Exactly what I am trying to do follow the main engine controls/wiring back as well. Used a fish tape as well as heavy duty safety wire and can't figure out how to make the bends underfloor and to the side wall. 

Thanks


----------



## TNtroller (Dec 6, 2013)

You could use the existing wire as the "pull wire or fish tape" if you willing to go that route. could be risky but also successful.


----------



## huntinfool (Dec 6, 2013)

Yep, use the transducer wire to pull your fish tape then pull both back, with an additional fish wire for future use. However as stated, pulling the transducer wire could fail by getting hung up and then you have to take it apart. 
Personally I'd take the chance.


----------



## 97Aero (Dec 6, 2013)

Thanks everyone. Talked to the G3 tech reps and on that boat the only real way to do it is to drill off the side panel. Drilled it off and exposed all the wiring. Making the run underfloor was pretty easy after that. This gave me a reason to dress out the wires to my standard (I am a Aviation Electrical Engineer) I suppose in later models of this boat they put a wire conduit according to the tech rep which would make it much easier. 
Anyway all is well now.


----------



## Bob Landry (Dec 7, 2013)

I ran into the same thing with my G3. It was a salt water boat and needed to be rewired.
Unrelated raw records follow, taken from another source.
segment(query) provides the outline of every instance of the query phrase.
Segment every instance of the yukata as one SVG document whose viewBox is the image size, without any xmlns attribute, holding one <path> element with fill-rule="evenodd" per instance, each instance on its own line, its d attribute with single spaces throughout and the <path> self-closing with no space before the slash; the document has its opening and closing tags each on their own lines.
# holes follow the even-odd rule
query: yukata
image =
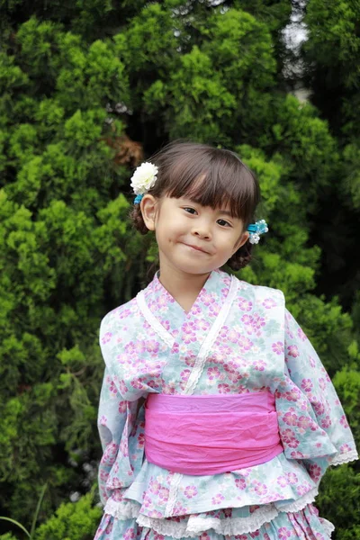
<svg viewBox="0 0 360 540">
<path fill-rule="evenodd" d="M 98 427 L 104 514 L 95 540 L 327 540 L 312 502 L 327 467 L 357 457 L 322 364 L 281 291 L 215 270 L 186 313 L 156 274 L 108 313 Z M 189 475 L 149 463 L 144 399 L 274 398 L 283 451 L 254 466 Z M 227 429 L 224 415 L 223 429 Z M 184 434 L 186 442 L 186 434 Z"/>
</svg>

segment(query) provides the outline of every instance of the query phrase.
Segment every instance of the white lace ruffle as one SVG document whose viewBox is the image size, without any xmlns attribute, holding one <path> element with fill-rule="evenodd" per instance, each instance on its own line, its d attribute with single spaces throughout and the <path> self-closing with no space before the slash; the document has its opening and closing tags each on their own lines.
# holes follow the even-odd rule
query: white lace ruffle
<svg viewBox="0 0 360 540">
<path fill-rule="evenodd" d="M 329 464 L 342 465 L 343 464 L 348 464 L 351 461 L 355 461 L 356 459 L 359 459 L 356 450 L 349 450 L 348 452 L 339 454 L 338 455 L 333 457 Z"/>
<path fill-rule="evenodd" d="M 331 538 L 331 534 L 335 531 L 335 526 L 333 526 L 331 521 L 328 521 L 328 519 L 325 519 L 325 518 L 321 518 L 320 521 L 322 526 L 325 529 L 326 534 Z"/>
<path fill-rule="evenodd" d="M 153 529 L 159 535 L 172 536 L 173 538 L 190 538 L 201 536 L 202 533 L 213 529 L 218 535 L 238 536 L 254 533 L 265 523 L 274 519 L 281 512 L 298 512 L 308 504 L 313 502 L 318 491 L 311 490 L 294 503 L 276 508 L 274 504 L 260 507 L 246 518 L 225 518 L 219 519 L 212 516 L 204 517 L 191 514 L 187 518 L 180 521 L 168 518 L 150 518 L 140 513 L 140 505 L 132 501 L 116 501 L 109 499 L 106 502 L 104 512 L 116 519 L 124 520 L 135 518 L 138 525 Z M 320 518 L 327 535 L 331 537 L 334 530 L 332 523 Z"/>
<path fill-rule="evenodd" d="M 104 506 L 105 514 L 110 514 L 117 519 L 131 519 L 138 518 L 140 505 L 131 500 L 112 500 L 108 499 Z"/>
<path fill-rule="evenodd" d="M 316 496 L 318 495 L 318 488 L 312 488 L 310 491 L 302 495 L 300 499 L 295 500 L 294 502 L 290 502 L 289 504 L 282 505 L 279 508 L 281 512 L 300 512 L 302 510 L 307 504 L 311 504 L 314 502 Z"/>
<path fill-rule="evenodd" d="M 218 337 L 218 334 L 220 328 L 223 327 L 225 320 L 229 315 L 230 310 L 230 307 L 232 302 L 235 300 L 235 297 L 238 292 L 238 280 L 234 275 L 231 275 L 231 283 L 230 286 L 230 290 L 228 292 L 228 296 L 225 299 L 224 303 L 221 306 L 219 315 L 217 316 L 215 322 L 209 330 L 208 335 L 206 336 L 201 348 L 199 354 L 196 357 L 195 364 L 192 369 L 190 376 L 187 380 L 185 389 L 184 393 L 187 395 L 191 395 L 194 393 L 194 391 L 196 388 L 196 385 L 199 382 L 199 379 L 203 371 L 203 367 L 206 363 L 206 358 L 209 356 L 210 350 Z"/>
<path fill-rule="evenodd" d="M 163 327 L 163 325 L 158 320 L 155 315 L 148 309 L 145 300 L 144 291 L 140 291 L 137 294 L 136 302 L 138 302 L 138 306 L 140 311 L 142 312 L 145 320 L 147 320 L 147 322 L 148 322 L 154 332 L 158 334 L 160 339 L 162 339 L 162 341 L 164 341 L 169 348 L 172 348 L 175 343 L 175 338 L 170 334 L 170 332 L 168 332 L 165 328 L 165 327 Z"/>
<path fill-rule="evenodd" d="M 245 535 L 256 531 L 265 523 L 270 522 L 278 516 L 279 512 L 273 505 L 256 510 L 248 518 L 202 518 L 191 515 L 183 522 L 157 519 L 140 514 L 137 523 L 141 526 L 154 529 L 158 534 L 173 538 L 189 538 L 200 536 L 209 529 L 213 529 L 218 535 Z"/>
</svg>

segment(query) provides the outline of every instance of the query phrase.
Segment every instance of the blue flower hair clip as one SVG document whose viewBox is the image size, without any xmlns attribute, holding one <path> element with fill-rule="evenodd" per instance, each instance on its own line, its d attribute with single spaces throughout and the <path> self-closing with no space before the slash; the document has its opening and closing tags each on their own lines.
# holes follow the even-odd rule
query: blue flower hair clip
<svg viewBox="0 0 360 540">
<path fill-rule="evenodd" d="M 248 236 L 250 244 L 258 244 L 260 235 L 267 232 L 269 230 L 266 221 L 265 220 L 260 220 L 256 223 L 250 223 L 247 230 L 250 233 Z"/>
</svg>

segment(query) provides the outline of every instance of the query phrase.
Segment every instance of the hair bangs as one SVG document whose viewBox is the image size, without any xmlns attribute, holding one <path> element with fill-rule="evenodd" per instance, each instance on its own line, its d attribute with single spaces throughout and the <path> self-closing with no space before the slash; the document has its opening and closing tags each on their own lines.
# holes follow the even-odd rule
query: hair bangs
<svg viewBox="0 0 360 540">
<path fill-rule="evenodd" d="M 251 171 L 230 150 L 195 146 L 196 152 L 184 152 L 169 164 L 166 194 L 214 210 L 229 210 L 245 224 L 251 222 L 260 196 Z"/>
</svg>

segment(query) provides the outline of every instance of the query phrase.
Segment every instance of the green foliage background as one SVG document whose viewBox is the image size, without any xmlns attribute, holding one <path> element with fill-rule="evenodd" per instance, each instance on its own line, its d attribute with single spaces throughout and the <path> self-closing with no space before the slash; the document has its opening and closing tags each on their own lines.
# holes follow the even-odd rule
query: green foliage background
<svg viewBox="0 0 360 540">
<path fill-rule="evenodd" d="M 37 540 L 91 539 L 100 518 L 98 326 L 154 253 L 129 223 L 125 135 L 145 157 L 176 138 L 224 146 L 256 171 L 271 230 L 241 278 L 284 292 L 360 439 L 360 5 L 308 3 L 302 81 L 284 69 L 291 10 L 0 1 L 0 513 L 30 526 L 47 482 Z M 337 540 L 360 538 L 359 478 L 350 464 L 321 485 Z M 8 525 L 2 540 L 22 537 Z"/>
</svg>

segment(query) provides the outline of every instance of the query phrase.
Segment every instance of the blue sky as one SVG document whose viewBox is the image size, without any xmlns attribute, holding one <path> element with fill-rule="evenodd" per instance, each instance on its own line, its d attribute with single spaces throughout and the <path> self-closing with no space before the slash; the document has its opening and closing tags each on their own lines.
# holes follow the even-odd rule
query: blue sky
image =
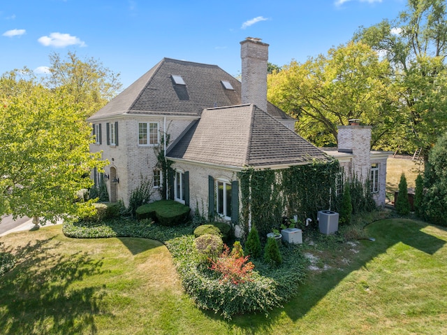
<svg viewBox="0 0 447 335">
<path fill-rule="evenodd" d="M 258 37 L 278 65 L 325 53 L 360 26 L 394 19 L 406 0 L 3 0 L 0 73 L 75 51 L 129 86 L 163 57 L 240 72 L 240 42 Z"/>
</svg>

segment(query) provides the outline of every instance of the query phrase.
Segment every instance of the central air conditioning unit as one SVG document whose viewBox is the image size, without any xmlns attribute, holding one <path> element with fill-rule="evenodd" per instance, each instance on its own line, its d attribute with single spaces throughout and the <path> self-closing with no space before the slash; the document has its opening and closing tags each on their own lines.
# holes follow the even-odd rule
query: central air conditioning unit
<svg viewBox="0 0 447 335">
<path fill-rule="evenodd" d="M 291 244 L 302 243 L 302 231 L 298 228 L 286 228 L 281 231 L 282 240 Z"/>
<path fill-rule="evenodd" d="M 329 235 L 338 230 L 338 213 L 332 211 L 320 211 L 316 214 L 320 232 Z"/>
</svg>

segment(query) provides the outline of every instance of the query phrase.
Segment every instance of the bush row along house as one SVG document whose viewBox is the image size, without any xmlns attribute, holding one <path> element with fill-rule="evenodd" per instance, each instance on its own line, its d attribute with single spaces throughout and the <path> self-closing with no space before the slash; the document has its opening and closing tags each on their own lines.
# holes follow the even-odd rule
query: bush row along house
<svg viewBox="0 0 447 335">
<path fill-rule="evenodd" d="M 295 119 L 267 101 L 268 44 L 254 38 L 240 44 L 242 83 L 215 65 L 164 58 L 89 118 L 91 151 L 110 163 L 104 174 L 110 201 L 127 206 L 144 178 L 159 190 L 162 150 L 173 162 L 167 197 L 222 220 L 237 220 L 238 172 L 316 159 L 339 159 L 348 178 L 370 178 L 383 206 L 388 154 L 369 151 L 371 127 L 340 127 L 338 151 L 315 147 L 295 132 Z"/>
</svg>

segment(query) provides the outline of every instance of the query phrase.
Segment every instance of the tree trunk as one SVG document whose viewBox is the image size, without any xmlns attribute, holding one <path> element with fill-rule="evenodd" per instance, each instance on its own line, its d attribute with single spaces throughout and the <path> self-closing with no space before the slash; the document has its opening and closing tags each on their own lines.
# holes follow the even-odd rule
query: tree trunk
<svg viewBox="0 0 447 335">
<path fill-rule="evenodd" d="M 35 229 L 38 229 L 40 222 L 41 220 L 38 216 L 33 216 L 33 223 L 34 224 L 34 227 L 33 228 Z"/>
</svg>

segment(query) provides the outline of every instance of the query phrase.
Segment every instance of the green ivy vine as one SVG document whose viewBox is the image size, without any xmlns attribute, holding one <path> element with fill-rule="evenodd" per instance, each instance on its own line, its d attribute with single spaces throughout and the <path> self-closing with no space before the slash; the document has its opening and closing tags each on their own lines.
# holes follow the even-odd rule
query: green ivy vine
<svg viewBox="0 0 447 335">
<path fill-rule="evenodd" d="M 281 170 L 248 168 L 238 173 L 241 190 L 241 222 L 245 236 L 251 219 L 265 239 L 272 229 L 279 229 L 284 217 L 298 215 L 298 222 L 337 203 L 335 180 L 338 161 L 315 160 Z"/>
</svg>

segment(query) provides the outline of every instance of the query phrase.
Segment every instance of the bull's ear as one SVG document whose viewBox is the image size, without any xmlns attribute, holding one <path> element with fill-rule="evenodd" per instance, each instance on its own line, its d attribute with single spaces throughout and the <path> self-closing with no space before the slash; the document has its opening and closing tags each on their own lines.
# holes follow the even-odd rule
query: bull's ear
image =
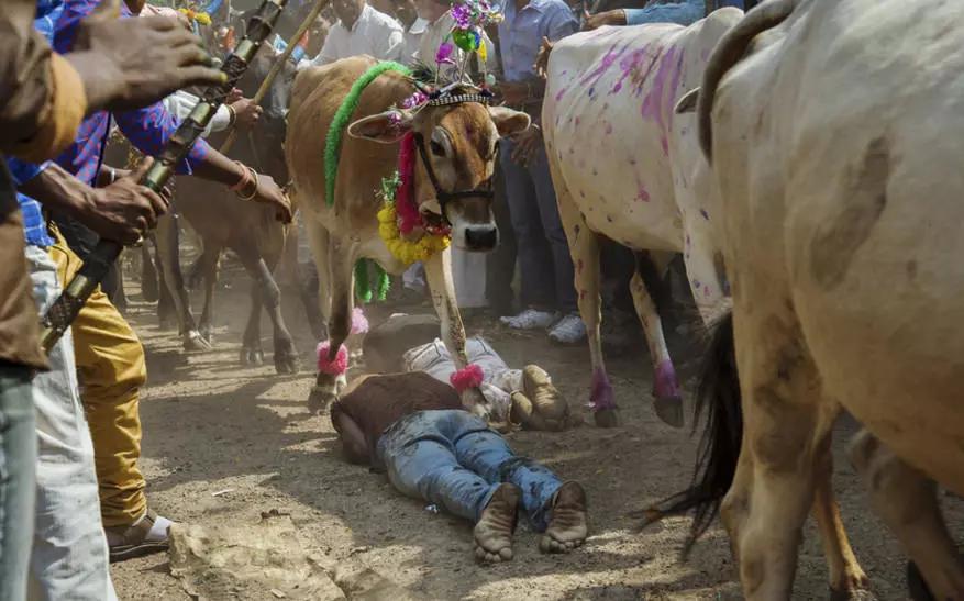
<svg viewBox="0 0 964 601">
<path fill-rule="evenodd" d="M 489 107 L 489 115 L 502 137 L 524 132 L 532 122 L 528 114 L 506 107 Z"/>
<path fill-rule="evenodd" d="M 683 94 L 683 98 L 676 103 L 676 108 L 673 109 L 673 112 L 676 114 L 683 113 L 691 113 L 696 110 L 696 104 L 699 101 L 699 88 L 694 88 Z"/>
<path fill-rule="evenodd" d="M 348 135 L 394 144 L 412 129 L 412 115 L 408 111 L 392 110 L 373 114 L 348 125 Z"/>
</svg>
You can not use an existing wire as a messenger to pull new wire because the entire bundle is tie-wrapped at various points. For those anticipating doing this, you can use a drill bit larger than the rivet head to take off the flanged head. Then you can drift the shank of the rivet towards the hull. The whole process is pretty gentle, just take your time. When you put it back, use1/2"- 3/16" dia. aluminum rivets.

While you have the side cover off, this is a good time to rewire the boat with the appropriate type and size wire. The wire they use is the type that has a varnish coating on the individual strands and it makes it hard to beta good crimp connection. G3 also used SAE wire throughout the boat. It is smaller in size compared to AWG wire and carries 12-18% less current. The trolling motor wire was also #8 and I upgraded it to #6 and used tinned marine wire for everything. I also used extra heat shrink where the wires went through the stringers, just to eliminate the possibility of chaffing and shorts.

Replace all of the wire with marine grade wire, use quality crimp connectors and heat shrink, and you should never have to go into that panel again except maybe to replace engine cables. Mine were rely corroded and also had to be replaced.


----------